In the meantime, Quell had also made a name for herself as an outstanding athlete.

Javelin was her domain, but she was just as good at the shot put and marathon.

With swing: Quell in the shot put in 1984 at the Paralympics in Stoke Mandeville (England).

© Repro Weber

As a three-time gold medalist, she ended her active career in Seoul (South Korea) in 1988.

But not her existence in the Paralympic family, which she then officially represented in Barcelona, ​​Atlanta, Athens, Turin, Beijing, Vancouver, London, Sochi, Rio de Janeiro and Pyeongchang.

Most recently, Corona prevented a visit to the Summer Games in Tokyo.

She will also miss the Winter Paralympics in Beijing.

A sensation on the dance floor

The sport also had an impact on her personal life. A year after her Paralympics premiere in Tel Aviv, Margit Quell met her future husband Bernd at a basketball game and married in Fürstenfeldbruck in 1969. The mayor at the time, Willi Buchauer, found the newly married couple an apartment in the then newly built settlement on Konrad-Adenauer-Straße. In 1971 daughter Tirza was born, who, like her mother, later caused a sensation in the German wheelchair dance scene.
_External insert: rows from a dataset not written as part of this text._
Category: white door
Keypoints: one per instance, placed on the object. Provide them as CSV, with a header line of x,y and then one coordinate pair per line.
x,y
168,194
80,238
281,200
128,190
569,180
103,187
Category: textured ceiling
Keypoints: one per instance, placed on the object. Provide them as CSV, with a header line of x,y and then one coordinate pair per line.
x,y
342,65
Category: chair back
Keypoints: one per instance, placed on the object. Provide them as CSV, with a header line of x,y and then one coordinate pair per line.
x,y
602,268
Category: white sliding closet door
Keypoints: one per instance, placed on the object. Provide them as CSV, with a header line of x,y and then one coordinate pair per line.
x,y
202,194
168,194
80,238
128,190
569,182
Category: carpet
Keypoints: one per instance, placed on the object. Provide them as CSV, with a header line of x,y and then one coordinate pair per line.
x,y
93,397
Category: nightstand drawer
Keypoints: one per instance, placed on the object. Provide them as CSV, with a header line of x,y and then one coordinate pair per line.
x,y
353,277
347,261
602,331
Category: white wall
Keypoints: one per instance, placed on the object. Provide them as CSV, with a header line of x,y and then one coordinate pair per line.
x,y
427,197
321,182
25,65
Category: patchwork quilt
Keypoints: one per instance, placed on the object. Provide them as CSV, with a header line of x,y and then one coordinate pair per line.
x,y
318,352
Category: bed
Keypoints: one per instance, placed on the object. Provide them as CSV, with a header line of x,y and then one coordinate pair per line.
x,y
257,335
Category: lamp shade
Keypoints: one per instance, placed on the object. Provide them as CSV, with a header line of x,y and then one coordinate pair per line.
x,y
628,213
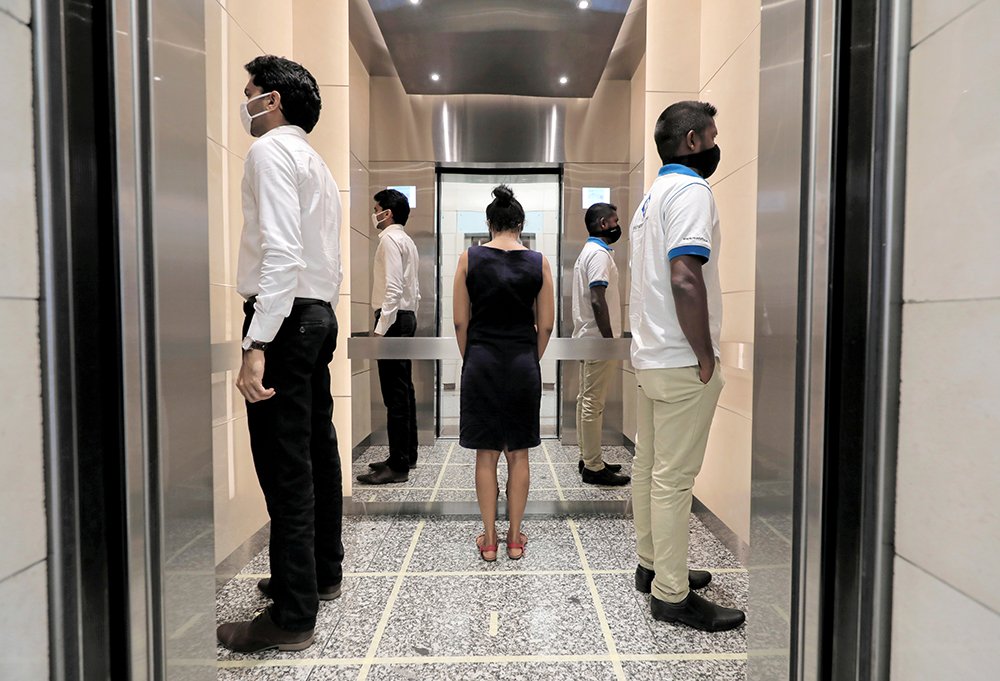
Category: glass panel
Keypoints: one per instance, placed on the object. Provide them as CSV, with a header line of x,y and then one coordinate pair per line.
x,y
461,224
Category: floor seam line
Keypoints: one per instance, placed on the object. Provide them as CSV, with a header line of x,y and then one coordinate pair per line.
x,y
609,639
390,603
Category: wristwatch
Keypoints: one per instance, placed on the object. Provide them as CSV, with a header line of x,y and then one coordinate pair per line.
x,y
251,344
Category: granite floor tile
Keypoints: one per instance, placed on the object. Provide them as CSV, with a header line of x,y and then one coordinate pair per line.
x,y
687,670
450,616
636,632
449,546
487,671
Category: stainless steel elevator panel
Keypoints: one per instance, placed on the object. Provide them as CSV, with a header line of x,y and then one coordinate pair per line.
x,y
576,176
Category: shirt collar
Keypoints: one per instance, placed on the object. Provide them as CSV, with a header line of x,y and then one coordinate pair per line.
x,y
600,242
394,226
285,130
678,169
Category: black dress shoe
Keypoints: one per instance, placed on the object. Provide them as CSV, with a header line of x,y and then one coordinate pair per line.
x,y
613,467
697,613
326,593
383,476
261,633
697,579
606,477
376,465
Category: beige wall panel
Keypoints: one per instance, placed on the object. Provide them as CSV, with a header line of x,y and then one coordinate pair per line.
x,y
939,632
360,108
400,124
319,29
928,16
218,246
22,501
948,434
952,204
724,482
637,114
331,137
725,25
597,129
361,418
735,92
24,627
737,317
736,198
673,37
269,23
241,49
656,102
18,228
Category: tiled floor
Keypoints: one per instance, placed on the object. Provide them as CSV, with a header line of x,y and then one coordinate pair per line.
x,y
446,472
418,603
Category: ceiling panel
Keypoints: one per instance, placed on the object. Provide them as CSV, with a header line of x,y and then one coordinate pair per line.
x,y
508,47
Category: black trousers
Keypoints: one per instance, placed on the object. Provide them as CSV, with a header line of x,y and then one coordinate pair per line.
x,y
396,380
294,447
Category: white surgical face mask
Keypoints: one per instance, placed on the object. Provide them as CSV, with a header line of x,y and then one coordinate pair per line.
x,y
246,117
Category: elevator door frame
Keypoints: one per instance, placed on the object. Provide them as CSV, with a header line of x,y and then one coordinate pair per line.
x,y
495,169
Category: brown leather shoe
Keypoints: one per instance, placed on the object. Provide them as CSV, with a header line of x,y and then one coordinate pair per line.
x,y
261,633
326,593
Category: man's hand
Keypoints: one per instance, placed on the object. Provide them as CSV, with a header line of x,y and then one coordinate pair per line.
x,y
706,370
249,382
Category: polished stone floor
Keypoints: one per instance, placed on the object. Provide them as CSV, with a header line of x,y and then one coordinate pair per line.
x,y
445,472
418,603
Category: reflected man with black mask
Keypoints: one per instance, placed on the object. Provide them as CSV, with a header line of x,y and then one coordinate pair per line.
x,y
675,314
596,314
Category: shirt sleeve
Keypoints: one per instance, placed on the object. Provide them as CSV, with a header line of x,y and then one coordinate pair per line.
x,y
687,221
273,183
393,254
599,269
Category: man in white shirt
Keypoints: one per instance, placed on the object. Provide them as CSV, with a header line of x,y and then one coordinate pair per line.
x,y
289,273
395,296
675,310
596,314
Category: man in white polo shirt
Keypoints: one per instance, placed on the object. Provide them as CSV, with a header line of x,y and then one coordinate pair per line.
x,y
596,314
676,317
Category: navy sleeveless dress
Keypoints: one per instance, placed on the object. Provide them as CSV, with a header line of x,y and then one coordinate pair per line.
x,y
501,379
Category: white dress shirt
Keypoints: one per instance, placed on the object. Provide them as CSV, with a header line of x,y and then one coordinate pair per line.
x,y
677,217
394,286
290,246
595,267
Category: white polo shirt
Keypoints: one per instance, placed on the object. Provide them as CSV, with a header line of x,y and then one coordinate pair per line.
x,y
595,267
677,217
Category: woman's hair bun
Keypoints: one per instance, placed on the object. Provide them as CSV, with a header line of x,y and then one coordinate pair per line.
x,y
503,195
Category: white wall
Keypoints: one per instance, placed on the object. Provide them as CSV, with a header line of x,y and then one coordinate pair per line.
x,y
945,598
23,564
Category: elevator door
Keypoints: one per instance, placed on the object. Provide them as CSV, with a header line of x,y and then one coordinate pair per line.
x,y
463,197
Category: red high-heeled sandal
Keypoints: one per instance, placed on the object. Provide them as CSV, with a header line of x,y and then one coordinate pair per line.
x,y
483,549
524,542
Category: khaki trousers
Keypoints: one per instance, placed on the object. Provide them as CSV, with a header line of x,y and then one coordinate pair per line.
x,y
595,376
674,416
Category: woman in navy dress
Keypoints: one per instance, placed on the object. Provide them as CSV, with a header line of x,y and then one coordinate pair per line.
x,y
504,314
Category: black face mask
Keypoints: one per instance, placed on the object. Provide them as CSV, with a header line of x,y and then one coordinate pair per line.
x,y
704,162
610,235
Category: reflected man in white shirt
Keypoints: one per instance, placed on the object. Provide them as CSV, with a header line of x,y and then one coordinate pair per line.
x,y
597,313
289,273
395,296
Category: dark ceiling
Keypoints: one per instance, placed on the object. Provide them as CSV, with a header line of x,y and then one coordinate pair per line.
x,y
507,47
After her athletics career, Margit Quell shone with her dance partner Carsten Lenz as multiple German champion and became European champion in 1991 and 1993 in Munich and Oslo.

Brilliant appearance: Margit Quell wins the 1st European Championships in wheelchair dancing in 1991 in Munich together with partner Carsten Lenz.

© Repro: Weber

Mother and daughter politically active

Mother and daughter share a political home in the SPD.
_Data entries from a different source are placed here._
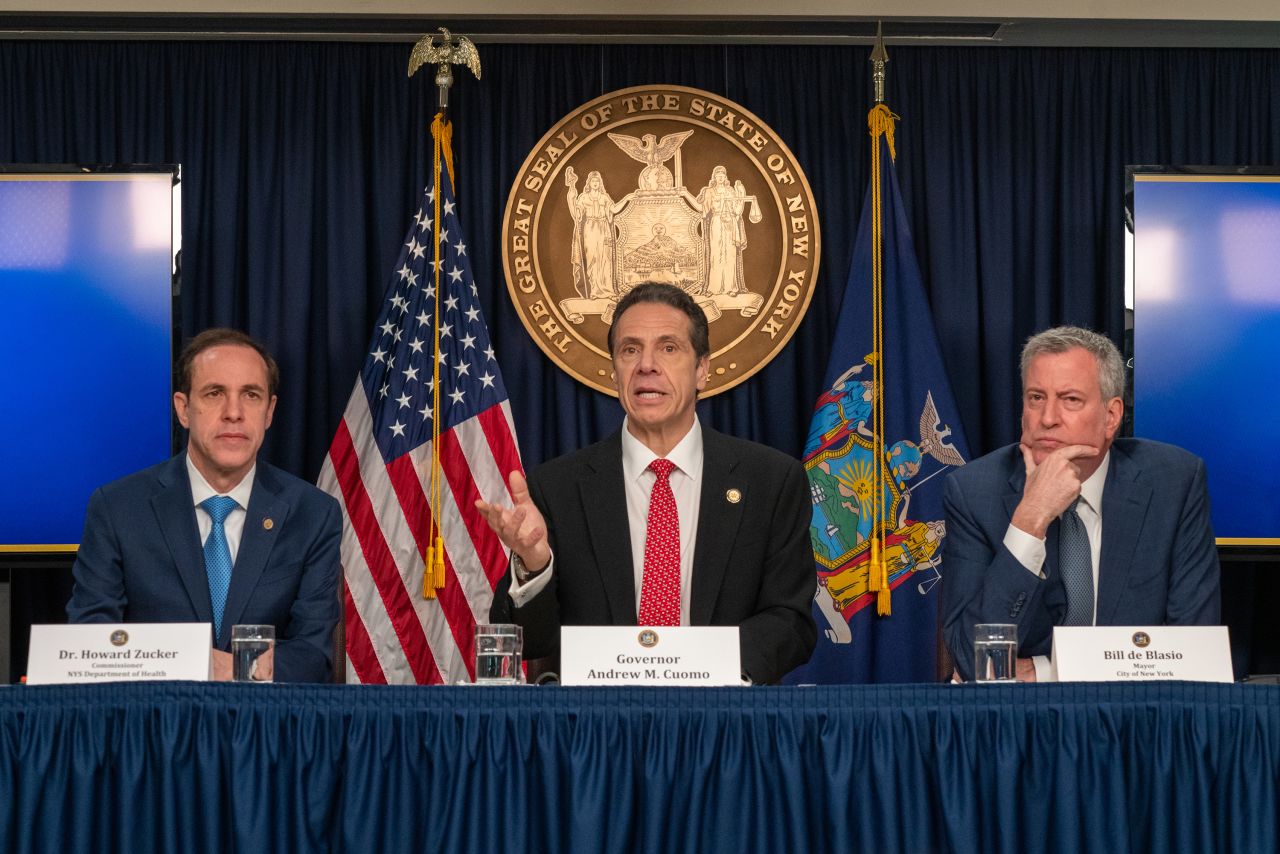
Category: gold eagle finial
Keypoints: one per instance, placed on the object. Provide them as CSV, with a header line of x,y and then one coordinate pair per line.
x,y
452,50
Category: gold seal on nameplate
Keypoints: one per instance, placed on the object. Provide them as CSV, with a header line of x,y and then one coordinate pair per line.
x,y
661,183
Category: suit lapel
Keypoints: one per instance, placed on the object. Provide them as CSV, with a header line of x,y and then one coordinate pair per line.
x,y
718,520
176,514
1124,508
264,520
604,506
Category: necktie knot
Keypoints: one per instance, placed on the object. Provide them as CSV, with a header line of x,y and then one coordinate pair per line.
x,y
219,507
659,588
662,467
1075,561
218,555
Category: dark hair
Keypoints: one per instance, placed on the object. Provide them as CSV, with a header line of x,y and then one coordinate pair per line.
x,y
667,295
222,338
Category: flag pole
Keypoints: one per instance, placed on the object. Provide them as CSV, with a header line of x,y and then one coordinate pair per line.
x,y
452,50
880,122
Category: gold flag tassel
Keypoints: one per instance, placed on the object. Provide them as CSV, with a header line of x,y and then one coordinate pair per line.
x,y
880,122
433,567
452,50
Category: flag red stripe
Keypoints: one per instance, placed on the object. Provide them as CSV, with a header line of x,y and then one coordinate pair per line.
x,y
382,565
457,612
493,557
414,502
502,443
360,648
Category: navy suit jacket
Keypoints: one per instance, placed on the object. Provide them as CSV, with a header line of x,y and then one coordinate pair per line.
x,y
141,561
1157,565
753,563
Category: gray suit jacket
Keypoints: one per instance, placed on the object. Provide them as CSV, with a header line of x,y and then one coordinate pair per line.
x,y
753,563
1159,562
141,561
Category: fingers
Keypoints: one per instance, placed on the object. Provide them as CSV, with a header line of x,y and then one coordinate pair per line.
x,y
1028,457
519,488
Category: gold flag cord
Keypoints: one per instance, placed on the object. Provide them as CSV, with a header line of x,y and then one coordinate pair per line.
x,y
880,122
433,569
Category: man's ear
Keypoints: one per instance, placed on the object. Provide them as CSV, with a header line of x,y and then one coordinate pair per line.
x,y
1115,415
179,407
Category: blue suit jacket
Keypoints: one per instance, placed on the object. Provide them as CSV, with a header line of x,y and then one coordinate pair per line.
x,y
141,561
1159,561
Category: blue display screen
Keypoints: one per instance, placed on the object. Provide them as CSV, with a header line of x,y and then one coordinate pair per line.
x,y
1207,337
86,338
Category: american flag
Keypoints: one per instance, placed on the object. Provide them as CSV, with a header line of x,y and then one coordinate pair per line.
x,y
379,467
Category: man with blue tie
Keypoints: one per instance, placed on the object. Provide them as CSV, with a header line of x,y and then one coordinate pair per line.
x,y
215,535
1074,526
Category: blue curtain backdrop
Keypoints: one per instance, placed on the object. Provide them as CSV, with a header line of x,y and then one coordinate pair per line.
x,y
302,161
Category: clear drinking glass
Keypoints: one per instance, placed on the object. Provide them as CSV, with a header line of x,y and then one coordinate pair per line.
x,y
995,652
252,653
498,653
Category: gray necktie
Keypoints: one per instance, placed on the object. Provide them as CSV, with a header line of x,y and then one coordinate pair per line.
x,y
1077,566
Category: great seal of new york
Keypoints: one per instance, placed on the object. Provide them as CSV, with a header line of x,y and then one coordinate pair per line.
x,y
661,183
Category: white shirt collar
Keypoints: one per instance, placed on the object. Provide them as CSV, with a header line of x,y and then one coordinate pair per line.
x,y
200,488
686,455
1091,491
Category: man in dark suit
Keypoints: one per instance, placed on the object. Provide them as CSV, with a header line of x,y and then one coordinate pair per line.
x,y
593,534
152,540
1137,508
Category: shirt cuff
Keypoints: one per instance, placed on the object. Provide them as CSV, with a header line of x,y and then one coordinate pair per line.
x,y
1027,549
522,593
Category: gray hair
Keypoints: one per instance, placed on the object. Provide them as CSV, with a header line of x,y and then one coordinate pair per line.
x,y
1059,339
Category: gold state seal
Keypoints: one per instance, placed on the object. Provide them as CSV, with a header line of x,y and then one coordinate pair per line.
x,y
661,183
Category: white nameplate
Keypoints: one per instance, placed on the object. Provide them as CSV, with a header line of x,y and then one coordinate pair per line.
x,y
643,656
101,652
1142,653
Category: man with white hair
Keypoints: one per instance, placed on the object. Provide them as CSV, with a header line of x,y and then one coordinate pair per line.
x,y
1072,525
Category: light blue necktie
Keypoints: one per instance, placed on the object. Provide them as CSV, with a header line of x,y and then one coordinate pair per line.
x,y
218,556
1075,562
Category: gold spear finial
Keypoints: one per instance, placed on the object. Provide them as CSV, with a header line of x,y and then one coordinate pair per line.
x,y
452,50
880,58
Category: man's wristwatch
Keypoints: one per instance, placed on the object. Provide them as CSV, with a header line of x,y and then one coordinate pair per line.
x,y
522,572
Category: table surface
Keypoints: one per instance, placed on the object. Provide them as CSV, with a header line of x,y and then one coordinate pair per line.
x,y
177,766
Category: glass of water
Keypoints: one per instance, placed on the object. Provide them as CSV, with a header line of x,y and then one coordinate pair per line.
x,y
498,653
995,652
252,653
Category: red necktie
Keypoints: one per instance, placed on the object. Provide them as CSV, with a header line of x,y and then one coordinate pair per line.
x,y
659,592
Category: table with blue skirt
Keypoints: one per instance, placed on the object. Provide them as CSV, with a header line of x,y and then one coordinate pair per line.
x,y
204,767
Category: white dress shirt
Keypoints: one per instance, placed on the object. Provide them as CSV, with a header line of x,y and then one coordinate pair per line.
x,y
686,485
234,523
1031,549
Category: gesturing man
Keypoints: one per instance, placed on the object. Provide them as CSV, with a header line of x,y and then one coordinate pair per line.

Both sat on the Mammendorfer municipal council, Margit Quell also sat on the district council from 1996 to 2020.

As a sports advisor, of course, but also as a driving force for accessibility and inclusion.

Her husband, who died in 1992, brought her to the SPD.

Order of Merit: Quell with Horst Seehofer 2014. © tb

She held honorary positions in sport politics as treasurer at the Bavarian Disabled and Disabled Sports Association, was chairman of SV Mammendorf - where she founded the swimming department in 1984 - and an official at the German Wheelchair Sports Association.

Her name is also closely associated with the University Sports Club (USC) in Munich, after she was a founding member of the wheelchair sports department in 1975.

For 24 years, Quell has lived with her daughter Tirza and family in a wheelchair-accessible house on the western outskirts - with an unobstructed view of the sports field.